Market cap refers to the total value of a company’s shares on the market, as well as the market’s perception of its future prospects. Here’s a quick breakdown of how to calculate it – and why it’s worth paying attention to.
What is Market Capitalisation?
Market capitalisation, or ‘market cap’, is the total market value of a publicly-traded company’s outstanding shares (i.e. the stocks currently held by all its shareholders).
It is calculated by multiplying the total volume of a company’s outstanding shares by the current market price of one share. For example, if a company has 5 million shares and each share is valued at USD 50, its market cap would be USD 250 million.

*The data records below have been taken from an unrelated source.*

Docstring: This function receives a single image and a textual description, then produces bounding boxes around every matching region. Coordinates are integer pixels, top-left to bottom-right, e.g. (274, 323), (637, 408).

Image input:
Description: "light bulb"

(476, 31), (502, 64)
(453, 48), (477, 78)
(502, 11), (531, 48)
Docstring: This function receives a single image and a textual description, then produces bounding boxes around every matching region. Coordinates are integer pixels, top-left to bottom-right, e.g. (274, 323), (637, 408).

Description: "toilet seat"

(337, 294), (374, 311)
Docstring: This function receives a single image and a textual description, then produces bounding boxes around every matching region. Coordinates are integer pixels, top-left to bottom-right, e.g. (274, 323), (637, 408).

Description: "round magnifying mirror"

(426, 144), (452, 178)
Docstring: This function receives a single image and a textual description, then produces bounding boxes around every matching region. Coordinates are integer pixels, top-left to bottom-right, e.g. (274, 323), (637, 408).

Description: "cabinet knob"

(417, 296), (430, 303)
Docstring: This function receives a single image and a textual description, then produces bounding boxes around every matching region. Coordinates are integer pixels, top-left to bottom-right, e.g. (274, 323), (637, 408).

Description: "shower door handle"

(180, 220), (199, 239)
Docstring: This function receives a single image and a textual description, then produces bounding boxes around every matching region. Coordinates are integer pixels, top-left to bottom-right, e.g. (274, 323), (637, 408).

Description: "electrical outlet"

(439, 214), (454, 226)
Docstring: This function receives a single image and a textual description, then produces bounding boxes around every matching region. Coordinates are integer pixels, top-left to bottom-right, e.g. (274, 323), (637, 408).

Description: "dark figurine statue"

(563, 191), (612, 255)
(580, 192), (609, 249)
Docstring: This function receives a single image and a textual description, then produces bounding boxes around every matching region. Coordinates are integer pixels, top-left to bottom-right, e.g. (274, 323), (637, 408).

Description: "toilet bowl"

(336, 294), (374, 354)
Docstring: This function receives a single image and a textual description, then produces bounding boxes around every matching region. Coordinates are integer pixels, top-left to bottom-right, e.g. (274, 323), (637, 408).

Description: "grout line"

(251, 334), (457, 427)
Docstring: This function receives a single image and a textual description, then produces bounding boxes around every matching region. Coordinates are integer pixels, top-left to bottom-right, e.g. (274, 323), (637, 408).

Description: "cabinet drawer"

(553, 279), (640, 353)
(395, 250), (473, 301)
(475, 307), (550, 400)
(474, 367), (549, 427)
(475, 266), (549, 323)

Why is Market Cap Important?
Contrary to popular opinion, market capitalisation is not an accurate representation of a company’s ‘true value’ or enterprise worth. It only reflects the amount of money the market is currently willing to pay to own a piece of that company.
Investors use market cap to determine a company’s size relative to other companies listed on each stock exchange, which acts as an indicator of the risk of investing in its shares. For this reason, investors tend to split stocks into 3 categories: large-cap (USD 10 billion and above), mid-cap (USD 2 to 10 billion) and small-cap (USD 300 million to 2 billion).
Generally speaking, investments in large-cap stocks are regarded as more stable than investments in mid-cap or small-cap stocks as the latter have yet to ‘prove themselves’ in the face of competition, uncertainty or downturns. That said, larger companies have less room to grow, meaning lower potential returns. A diversified portfolio, therefore, includes a range of large-cap, mid-cap and small-cap stocks.